[v6] virtio: add VIRTQUEUE_ERROR QAPI event

[PATCH v6] [for-10.1] virtio: add VIRTQUEUE_ERROR QAPI event

Posted by Vladimir Sementsov-Ogievskiy 10 months ago

For now we only log the vhost device error, when virtqueue is actually
stopped. Let's add a QAPI event, which makes possible:

 - collect statistics of such errors
 - make immediate actions: take core dumps or do some other debugging
 - inform the user through a management API or UI, so that (s)he can
  react somehow, e.g. reset the device driver in the guest or even
  build up some automation to do so

Note that basically every inconsistency discovered during virtqueue
processing results in a silent virtqueue stop.  The guest then just
sees the requests getting stuck somewhere in the device for no visible
reason.  This event provides a means to inform the management layer of
this situation in a timely fashion.

The event could be reused for some other virtqueue problems (not only
for vhost devices) in future. For this it gets a generic name and
structure.

We keep original VHOST_OPS_DEBUG(), to keep original debug output as is
here, it's not the only call to VHOST_OPS_DEBUG in the file.

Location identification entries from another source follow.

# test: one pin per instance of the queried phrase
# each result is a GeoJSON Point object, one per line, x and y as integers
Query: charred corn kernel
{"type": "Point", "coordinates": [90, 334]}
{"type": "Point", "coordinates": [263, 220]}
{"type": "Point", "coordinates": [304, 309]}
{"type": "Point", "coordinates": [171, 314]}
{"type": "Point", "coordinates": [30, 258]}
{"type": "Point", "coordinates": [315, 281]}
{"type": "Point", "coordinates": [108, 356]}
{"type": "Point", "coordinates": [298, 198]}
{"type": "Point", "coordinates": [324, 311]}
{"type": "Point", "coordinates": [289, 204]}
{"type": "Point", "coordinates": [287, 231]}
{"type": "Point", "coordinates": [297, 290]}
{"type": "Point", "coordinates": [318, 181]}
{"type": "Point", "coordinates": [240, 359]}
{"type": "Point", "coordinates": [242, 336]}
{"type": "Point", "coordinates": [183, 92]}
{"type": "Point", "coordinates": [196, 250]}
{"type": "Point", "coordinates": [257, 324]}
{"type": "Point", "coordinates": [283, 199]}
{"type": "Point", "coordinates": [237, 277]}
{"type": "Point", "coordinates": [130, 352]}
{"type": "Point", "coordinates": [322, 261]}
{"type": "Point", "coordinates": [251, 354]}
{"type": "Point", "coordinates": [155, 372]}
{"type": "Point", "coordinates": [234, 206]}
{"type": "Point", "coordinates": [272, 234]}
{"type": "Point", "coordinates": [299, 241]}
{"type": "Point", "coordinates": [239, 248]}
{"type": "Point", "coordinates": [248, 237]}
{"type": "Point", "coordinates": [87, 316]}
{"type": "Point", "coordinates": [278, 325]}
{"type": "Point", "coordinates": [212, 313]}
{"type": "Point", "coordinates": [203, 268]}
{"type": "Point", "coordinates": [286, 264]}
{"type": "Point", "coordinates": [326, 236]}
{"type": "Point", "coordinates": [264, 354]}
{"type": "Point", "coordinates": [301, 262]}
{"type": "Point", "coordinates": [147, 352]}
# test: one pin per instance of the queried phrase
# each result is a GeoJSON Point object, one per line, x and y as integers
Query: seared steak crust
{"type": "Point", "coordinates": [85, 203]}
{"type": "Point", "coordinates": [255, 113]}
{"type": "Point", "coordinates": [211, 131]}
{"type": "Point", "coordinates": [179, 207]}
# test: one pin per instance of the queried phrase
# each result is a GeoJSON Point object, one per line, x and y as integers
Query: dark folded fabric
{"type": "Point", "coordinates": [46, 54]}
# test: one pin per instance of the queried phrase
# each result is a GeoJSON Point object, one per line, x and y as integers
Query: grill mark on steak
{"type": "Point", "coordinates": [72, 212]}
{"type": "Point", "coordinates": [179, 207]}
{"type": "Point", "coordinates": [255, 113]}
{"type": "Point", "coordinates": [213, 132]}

Signed-off-by: Vladimir Sementsov-Ogievskiy <vsementsov@yandex-team.ru>
---

v6: rename path to qom-path, and improve throttling of the event
    improve wording

 hw/virtio/vhost.c | 12 +++++++++---
 monitor/monitor.c | 14 ++++++++++++++
 qapi/qdev.json    | 32 ++++++++++++++++++++++++++++++++
 3 files changed, 55 insertions(+), 3 deletions(-)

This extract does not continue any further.